I ran into some problems with circular dependencies when I made my exceptions derive from SuString, but by splitting the header I got around these.
The hardest part was remembering how C++ exceptions work. A year of programming mostly in Java and already the C++ details are fading!
I remembered something in Effective C++ but it turned out to be in More Effective C++.
The recommended style is:
throw MyException(...)At first glance this seems wrong because you're throwing a temporary value, but C++ copies thrown exceptions. And catching by reference avoids a second copy that's done if you catch by value.
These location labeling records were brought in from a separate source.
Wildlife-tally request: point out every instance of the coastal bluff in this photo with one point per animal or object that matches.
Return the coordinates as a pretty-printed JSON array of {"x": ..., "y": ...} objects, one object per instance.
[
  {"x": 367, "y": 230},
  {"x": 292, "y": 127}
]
catch (const MyException& e)
Of course, this recommendation assumes no garbage collection. With garbage collection, like in Suneido, it's reasonable to just throw and catch pointers, which is what I ended up doing. (Before changing to pointers I ran into problems because I passed the caught exception to the Suneido catch code, forgetting that the caught value is a temporary on the stack.)
It was a good reminder of the extra complexity in C++. In Java you don't have to worry about whether you have a value or a pointer or a reference and whether it's on the stack or the heap. You do have the difference between primitive types and reference types, but especially with auto-boxing and un-boxing it's pretty transparent. And in any case, it doesn't lead to crashes like forgetting a C++ value is on the stack.
Since exceptions are a sub-class of strings, all the existing code that assumes strings works fine.
I added two methods: exception.As(newString) to re-throw an exception with a different string. And exception.Callstack() to retrieve the call stack from an exception (e.g. to log it).
Next, I'll have to go through our libraries and make sure that any re-throws are done properly to preserve the original source of the exception, and that any logging uses the callstack from the exception.